Segundo o relator da proposta, senador Renan Calheiros (MDB-AL), o objetivo é tornar o sistema tributário mais justo.
“Quem tem menos, paga menos; quem tem mais, paga mais”, afirmou.
O Senado rejeitou todas as 11 emendas apresentadas ao texto, justamente para evitar atrasos e garantir que o benefício entre em vigor já em 2026. Caso o projeto precisasse retornar à Câmara dos Deputados, o início das novas regras poderia ficar para 2027.

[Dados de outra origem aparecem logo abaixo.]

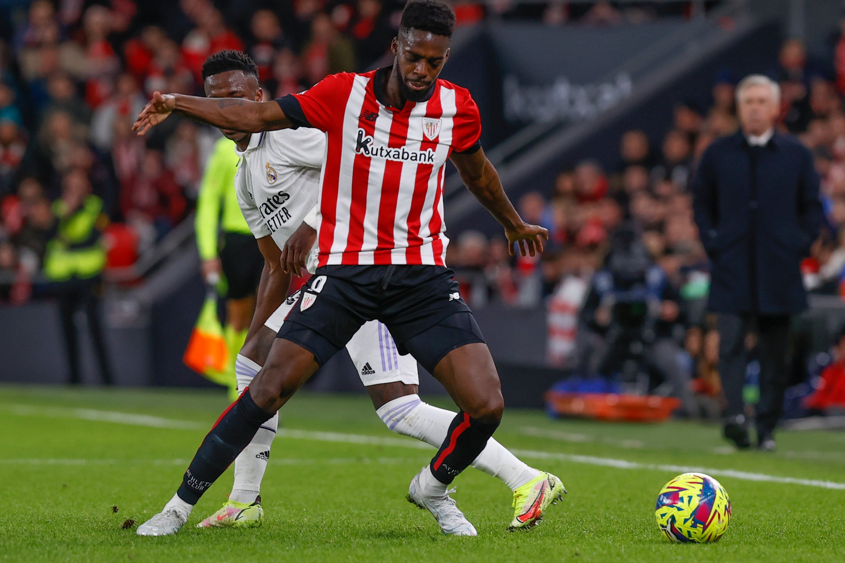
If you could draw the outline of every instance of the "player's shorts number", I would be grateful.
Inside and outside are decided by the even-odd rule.
[[[311,287],[309,287],[308,289],[311,291],[313,291],[314,293],[319,293],[320,291],[323,290],[323,288],[325,286],[325,280],[326,280],[325,276],[317,276],[316,278],[314,278],[314,280],[311,282]]]

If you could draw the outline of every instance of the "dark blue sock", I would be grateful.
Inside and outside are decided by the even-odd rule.
[[[220,477],[255,436],[259,427],[275,413],[260,409],[249,387],[223,411],[203,440],[182,479],[177,494],[185,502],[197,504],[203,493]]]
[[[431,460],[434,478],[449,485],[478,457],[499,422],[482,422],[461,410],[452,420],[446,440]]]

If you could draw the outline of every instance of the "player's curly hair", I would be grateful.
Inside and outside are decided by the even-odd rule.
[[[455,31],[455,10],[443,0],[408,0],[402,10],[399,29],[411,28],[451,37]]]
[[[242,51],[221,51],[205,59],[203,62],[203,80],[230,70],[243,70],[245,74],[259,78],[259,68],[249,55]]]

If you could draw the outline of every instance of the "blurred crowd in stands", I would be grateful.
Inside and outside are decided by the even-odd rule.
[[[99,206],[90,232],[104,235],[106,270],[131,266],[191,212],[217,133],[171,119],[137,138],[132,122],[153,91],[201,94],[202,63],[223,49],[248,52],[272,97],[301,91],[329,73],[376,67],[390,58],[403,6],[401,0],[248,3],[11,0],[0,6],[0,300],[30,298],[58,224],[84,202],[89,211]],[[609,25],[691,17],[690,6],[455,3],[459,25],[483,18]],[[560,181],[564,191],[578,183],[578,205],[561,203],[553,214],[537,197],[523,202],[526,213],[545,214],[543,220],[559,225],[559,243],[584,225],[581,238],[598,236],[592,231],[619,214],[598,192],[585,195],[590,175],[603,181],[590,166]],[[585,198],[596,200],[589,210],[581,205]],[[63,244],[74,250],[82,243]],[[472,244],[467,239],[465,262],[475,259]],[[504,260],[506,252],[499,251]],[[520,292],[523,302],[533,299],[504,278],[509,300]]]
[[[805,286],[813,293],[845,297],[845,19],[842,24],[826,60],[810,57],[800,41],[788,41],[779,67],[768,73],[782,89],[779,127],[810,149],[821,177],[826,221],[802,263]],[[491,300],[545,304],[547,361],[579,370],[589,349],[579,332],[595,321],[583,314],[594,273],[607,266],[614,230],[634,225],[672,290],[670,302],[677,306],[668,317],[660,310],[658,322],[671,319],[676,325],[670,333],[702,403],[701,412],[717,416],[719,335],[715,319],[705,311],[708,263],[693,220],[689,183],[710,143],[738,130],[734,87],[741,78],[720,72],[709,106],[674,106],[673,126],[661,138],[626,132],[615,165],[585,160],[561,172],[553,186],[524,194],[518,200],[522,216],[550,233],[542,257],[509,259],[503,241],[461,234],[450,246],[449,260],[467,300],[475,306]],[[753,338],[747,345],[754,347]]]
[[[455,3],[459,25],[485,18],[613,25],[691,17],[693,7]],[[202,62],[223,49],[248,52],[272,97],[300,91],[328,73],[374,68],[390,58],[401,8],[399,0],[255,0],[248,7],[211,0],[6,3],[8,18],[0,24],[0,302],[25,301],[33,282],[37,288],[45,277],[89,275],[98,268],[95,257],[83,266],[66,261],[86,244],[101,246],[101,270],[131,266],[192,211],[217,133],[174,118],[136,137],[132,123],[153,91],[201,94]],[[808,288],[829,294],[845,294],[845,20],[842,27],[826,58],[815,60],[802,43],[789,41],[770,73],[782,87],[781,127],[813,151],[822,177],[827,227],[804,273]],[[585,160],[562,171],[553,186],[519,198],[522,216],[549,230],[542,256],[511,257],[504,239],[476,231],[453,240],[447,260],[471,306],[545,305],[547,360],[571,367],[592,274],[602,267],[614,230],[634,225],[673,289],[676,306],[661,315],[675,326],[669,333],[685,355],[695,388],[717,398],[718,334],[704,311],[707,261],[688,184],[708,144],[737,129],[739,78],[720,73],[707,106],[673,108],[672,128],[659,138],[625,133],[617,163]],[[79,215],[87,219],[71,224],[68,218]]]

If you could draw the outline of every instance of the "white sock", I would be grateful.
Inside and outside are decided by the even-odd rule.
[[[446,494],[446,488],[449,485],[440,483],[431,472],[431,466],[426,466],[420,474],[420,486],[426,496],[443,496]]]
[[[175,510],[180,516],[183,517],[184,520],[187,522],[188,517],[190,516],[191,511],[194,510],[194,505],[185,502],[179,498],[178,495],[173,495],[173,498],[170,500],[170,502],[164,506],[161,512],[164,512],[168,510]]]
[[[244,355],[237,355],[235,359],[235,376],[237,378],[237,392],[243,390],[253,381],[253,377],[261,370],[261,366]],[[267,469],[270,458],[270,447],[275,437],[279,426],[279,413],[261,425],[253,441],[243,448],[235,458],[235,482],[232,486],[229,500],[235,502],[250,504],[255,501],[261,492],[261,479]]]
[[[417,438],[434,447],[440,447],[443,444],[449,425],[455,419],[455,413],[423,403],[418,395],[395,398],[376,412],[387,427],[396,434]],[[472,462],[472,467],[501,479],[511,490],[540,474],[539,471],[520,461],[493,438],[487,441],[487,446]]]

Além disso, continuam isentos de tributação os investimentos em fundos imobiliários, letras de crédito e ativos do agronegócio, que já contam com isenção prevista em lei.
Essa mudança representa um importante avanço na política tributária brasileira, com impacto direto na renda das famílias e no poder de compra de milhões de trabalhadores.